また説明会では、現計画の主要な取り組みと位置付ける「統合サービス事業」の状況を取締役 執行役員の篠浦文彦氏が説明。同事業は、製品販売とそれに付帯するシステム構築、保守などのサービスによる古い収益モデルを変更し、顧客システムのライフサイクル全般にわたる長期的関係性と包括的サービスの提供で収益化するものという。
ネットワンシステムズ 取締役 執行役員の篠浦文彦氏
これまでにクラウドセキュリティゲートウェイソリューションやSaaS・APIマネージドサービス、自治体ポータルやセキュリティクラウドインフラなどをソリューションメニュー化し、提供。サービス提供や営業、ファイナンスなどの変更による顧客関係の強化に取り組み、顧客と伴走型でIT活用のビジネス価値創造を目指すとした。
技術面では、APIやSASE(セキュアアクセスサービスエッジ)、ローカル5G(自営型第5世代移動体通信)、アプリケーションモニタリング、Infrastructure as Codeなどのクラウドネイティブ、クラウドライクな技術や手法を取り入れるサービスプラットフォームを構築、これをDXイネーブラー(実現役)と位置付け、顧客サービスに用いる。その基盤を「netone Elastic インフラストラクチャー」と名付け、現在は第1期の整備中にあるという。

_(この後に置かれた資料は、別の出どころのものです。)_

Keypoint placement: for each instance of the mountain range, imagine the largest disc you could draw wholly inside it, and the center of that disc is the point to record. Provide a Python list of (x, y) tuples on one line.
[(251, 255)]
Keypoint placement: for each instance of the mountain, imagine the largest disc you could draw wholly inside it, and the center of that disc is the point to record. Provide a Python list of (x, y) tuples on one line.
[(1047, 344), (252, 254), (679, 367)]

また、DX支援などに向けた「netone Lab As A Service」(LAAS)も展開。シナリオベースによるテクノロジー活用手法など19種類をメニュー化し、これまでに約100社に提供した。篠浦氏は、同事業を今後も継続して拡充させていくと述べ、次期計画でも中心になるとの見方を示した。